That festival enlightened me to some euphoric world of freedom, immersion, creativity, nostalgia and carefree happiness. I was unaware of my subconscious desires to pursue a career working within an industry that creates said feelings and experiences, yet here I am 7 years later sat in the library of my university, researching for one of two final pieces of work to complete a degree in Events Management to then go on and chase my desire of becoming a creator of innovative and immersive, experiential festival content.
I've been immersed in the theories of co-creation, experiential marketing, innovation, hyper-reality and technological advances at festivals... not only has this contributed to assignments and my dissertation which was an Auto-ethnographic study of my own emotional and spiritual experience at a winter sports festival (Rise 2014)... it's also triggered a question...Generation Y? A very suitable name, we are a generation of questions.
Generations before us, accepted, they may have wondered but never asked, questions may have been answered but were left unspoken. However, we, Generation Y are a generation of asking WHY, why do we want to experience? Why do we want to co-create and why do we want that immersive feeling of nostalgia, euphoria, freedom, happiness and carelessness?

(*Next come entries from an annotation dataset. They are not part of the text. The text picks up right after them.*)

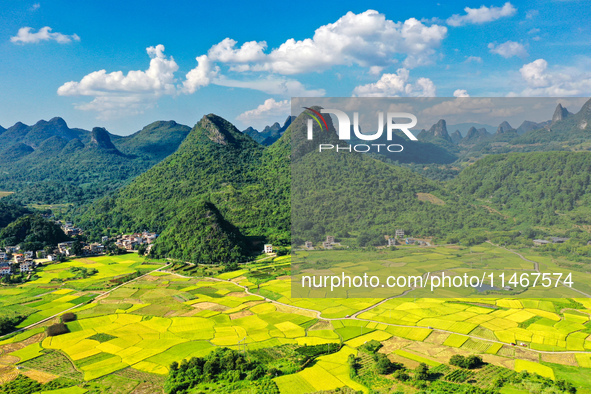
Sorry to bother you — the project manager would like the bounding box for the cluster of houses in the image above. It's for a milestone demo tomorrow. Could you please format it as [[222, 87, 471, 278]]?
[[56, 221, 82, 237], [533, 237, 569, 246], [114, 231, 157, 252], [0, 246, 35, 276]]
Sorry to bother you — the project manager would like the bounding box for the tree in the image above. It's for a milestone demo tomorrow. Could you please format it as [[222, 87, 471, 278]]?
[[415, 363, 430, 380], [376, 353, 392, 375], [72, 239, 84, 256]]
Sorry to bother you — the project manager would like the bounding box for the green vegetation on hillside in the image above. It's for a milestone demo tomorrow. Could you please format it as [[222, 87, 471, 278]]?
[[0, 215, 70, 251], [0, 200, 31, 229], [0, 118, 188, 204], [450, 152, 591, 228]]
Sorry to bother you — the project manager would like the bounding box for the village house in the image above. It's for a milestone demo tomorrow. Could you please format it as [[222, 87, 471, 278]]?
[[0, 263, 12, 275], [57, 241, 74, 256], [4, 245, 21, 253], [115, 231, 158, 250], [20, 260, 35, 272], [84, 242, 105, 254]]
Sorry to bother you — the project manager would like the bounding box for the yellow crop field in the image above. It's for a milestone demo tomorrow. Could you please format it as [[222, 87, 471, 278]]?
[[515, 359, 556, 379], [443, 334, 468, 347]]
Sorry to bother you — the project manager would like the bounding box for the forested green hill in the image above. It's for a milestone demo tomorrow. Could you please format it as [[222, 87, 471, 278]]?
[[450, 152, 591, 229], [0, 118, 189, 204], [0, 214, 70, 251], [76, 111, 504, 261]]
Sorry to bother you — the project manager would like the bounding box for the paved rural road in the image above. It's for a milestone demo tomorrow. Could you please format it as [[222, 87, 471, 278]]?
[[0, 266, 165, 339]]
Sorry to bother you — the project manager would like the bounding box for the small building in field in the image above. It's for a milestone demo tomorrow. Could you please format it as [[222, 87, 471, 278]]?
[[0, 264, 12, 276], [4, 245, 21, 253]]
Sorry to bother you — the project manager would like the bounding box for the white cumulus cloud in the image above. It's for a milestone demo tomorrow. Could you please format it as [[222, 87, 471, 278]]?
[[212, 75, 326, 97], [10, 26, 80, 44], [57, 45, 178, 118], [197, 10, 447, 75], [447, 2, 517, 26], [488, 40, 527, 59], [236, 98, 291, 128], [353, 68, 437, 97], [183, 55, 220, 93], [511, 59, 591, 97]]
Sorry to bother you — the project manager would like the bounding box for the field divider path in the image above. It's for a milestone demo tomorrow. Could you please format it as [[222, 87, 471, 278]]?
[[169, 272, 591, 354], [0, 266, 166, 339]]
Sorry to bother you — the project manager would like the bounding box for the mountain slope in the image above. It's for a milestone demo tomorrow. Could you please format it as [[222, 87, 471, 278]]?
[[450, 152, 591, 228], [75, 115, 278, 256], [0, 215, 70, 250], [114, 120, 191, 161], [151, 201, 247, 264], [243, 116, 293, 146], [0, 118, 188, 204], [76, 109, 504, 262]]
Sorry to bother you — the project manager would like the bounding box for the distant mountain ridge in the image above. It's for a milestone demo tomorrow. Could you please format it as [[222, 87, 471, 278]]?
[[242, 116, 293, 146], [0, 117, 190, 204]]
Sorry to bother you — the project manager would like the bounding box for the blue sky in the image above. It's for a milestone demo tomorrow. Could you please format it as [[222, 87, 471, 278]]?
[[0, 0, 591, 134]]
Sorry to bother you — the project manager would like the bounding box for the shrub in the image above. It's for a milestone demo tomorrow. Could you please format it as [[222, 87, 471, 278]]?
[[62, 312, 76, 323]]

We're at the very early yet, fast moving stages of a transformation in the way we interact with our own every day experience as well as our entire exsistance.

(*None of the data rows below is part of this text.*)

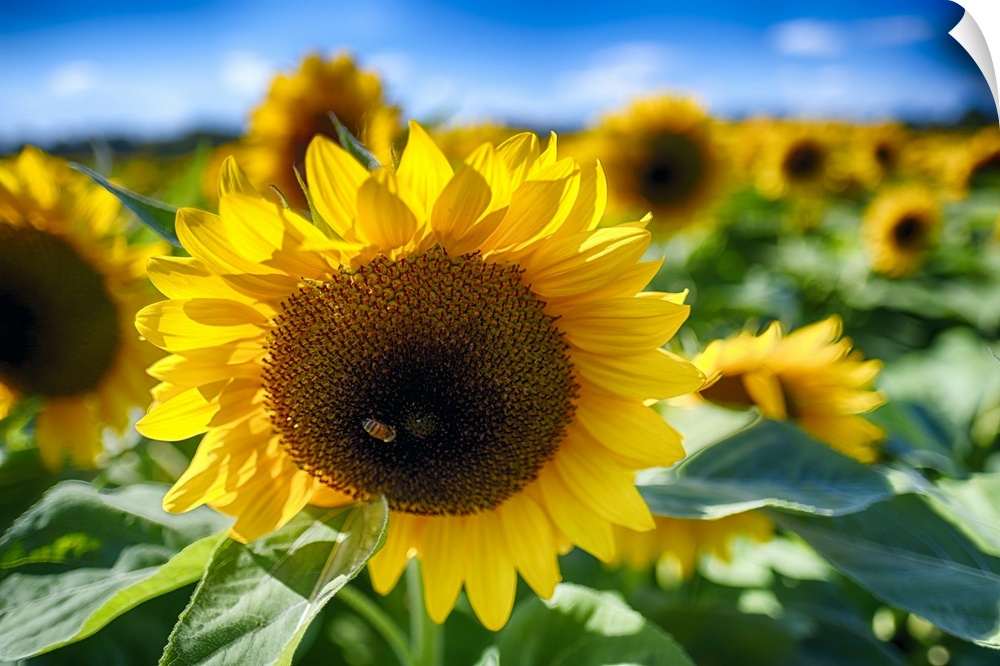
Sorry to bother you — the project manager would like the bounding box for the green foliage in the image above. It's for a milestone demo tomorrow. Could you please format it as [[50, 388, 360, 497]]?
[[0, 482, 226, 661], [71, 163, 180, 247], [494, 584, 692, 666], [160, 501, 388, 666], [639, 420, 894, 519]]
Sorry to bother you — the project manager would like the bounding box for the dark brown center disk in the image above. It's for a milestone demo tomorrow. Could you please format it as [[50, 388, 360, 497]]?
[[0, 220, 119, 397], [264, 248, 578, 515]]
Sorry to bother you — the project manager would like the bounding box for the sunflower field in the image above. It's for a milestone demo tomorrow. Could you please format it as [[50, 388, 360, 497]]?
[[0, 55, 1000, 666]]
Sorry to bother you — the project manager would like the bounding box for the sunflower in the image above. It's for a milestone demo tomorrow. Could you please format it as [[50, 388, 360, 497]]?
[[753, 122, 836, 199], [214, 54, 400, 210], [136, 123, 703, 629], [694, 315, 885, 462], [862, 184, 941, 277], [612, 511, 774, 580], [574, 96, 723, 232], [0, 147, 166, 470]]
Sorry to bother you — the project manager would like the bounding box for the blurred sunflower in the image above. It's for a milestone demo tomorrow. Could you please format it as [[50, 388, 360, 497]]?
[[572, 96, 723, 233], [612, 511, 774, 581], [136, 123, 704, 629], [862, 184, 941, 277], [0, 147, 166, 469], [753, 122, 836, 199], [205, 54, 400, 210], [694, 316, 885, 462], [843, 123, 908, 190]]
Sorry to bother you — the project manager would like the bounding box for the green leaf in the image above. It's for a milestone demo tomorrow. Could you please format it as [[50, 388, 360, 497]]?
[[330, 113, 382, 171], [497, 583, 692, 666], [0, 481, 228, 661], [768, 495, 1000, 647], [639, 420, 895, 519], [160, 500, 388, 666], [70, 162, 181, 247]]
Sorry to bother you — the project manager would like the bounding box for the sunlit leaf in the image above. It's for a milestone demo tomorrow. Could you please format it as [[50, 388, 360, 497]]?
[[70, 162, 181, 247], [639, 420, 895, 518], [160, 501, 388, 666], [497, 583, 692, 666], [0, 481, 227, 661], [768, 495, 1000, 647], [330, 113, 382, 171]]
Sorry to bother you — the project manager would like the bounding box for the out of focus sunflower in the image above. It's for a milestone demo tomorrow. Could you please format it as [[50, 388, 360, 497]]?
[[570, 96, 723, 233], [612, 511, 774, 580], [694, 316, 885, 462], [862, 184, 941, 278], [206, 54, 400, 210], [842, 123, 908, 190], [752, 122, 837, 199], [0, 147, 166, 469], [136, 123, 704, 629]]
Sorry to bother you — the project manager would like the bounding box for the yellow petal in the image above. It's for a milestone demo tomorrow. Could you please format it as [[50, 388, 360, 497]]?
[[464, 511, 517, 631], [306, 135, 368, 239], [572, 349, 705, 400], [538, 474, 615, 562], [520, 227, 650, 298], [550, 432, 653, 531], [559, 298, 690, 356], [420, 516, 470, 624], [576, 397, 684, 468], [135, 298, 269, 351], [35, 396, 101, 471], [396, 120, 452, 219], [497, 493, 559, 599], [356, 169, 417, 251]]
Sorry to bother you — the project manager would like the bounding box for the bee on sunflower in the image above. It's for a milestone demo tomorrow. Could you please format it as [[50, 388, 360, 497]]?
[[136, 123, 704, 630], [0, 147, 166, 470]]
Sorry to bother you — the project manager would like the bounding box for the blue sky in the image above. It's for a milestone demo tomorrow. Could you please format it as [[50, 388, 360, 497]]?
[[0, 0, 996, 147]]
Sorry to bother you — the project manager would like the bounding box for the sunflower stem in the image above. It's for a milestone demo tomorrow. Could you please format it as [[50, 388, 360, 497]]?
[[406, 559, 442, 666], [337, 585, 416, 666]]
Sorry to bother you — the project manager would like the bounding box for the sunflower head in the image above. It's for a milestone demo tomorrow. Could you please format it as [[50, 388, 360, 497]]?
[[576, 96, 723, 232], [0, 147, 164, 469], [862, 185, 941, 277], [214, 54, 400, 210], [694, 316, 885, 462], [753, 122, 836, 199], [136, 118, 703, 629]]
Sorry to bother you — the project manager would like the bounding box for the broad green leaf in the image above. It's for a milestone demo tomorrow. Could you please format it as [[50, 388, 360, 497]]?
[[500, 583, 692, 666], [330, 113, 382, 171], [639, 420, 895, 519], [70, 162, 181, 247], [160, 500, 388, 666], [768, 495, 1000, 647], [926, 474, 1000, 556], [0, 481, 228, 661]]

This transformation is the driving force behind trying to figure out why we experience, how we experience and what it does to us, emotionally, spiritually and physically. That question is what got me on a plane to the French Alps on my own to research my own experience at a new up and coming Winter Sports Festival, and that question is what will continue to take me to festivals all over the world.
Maybe there is some poetic justice in the unknown, maybe the need to know everything is a curse of our generation, and like the meaning of life itself, its something we learn and experience rather than define.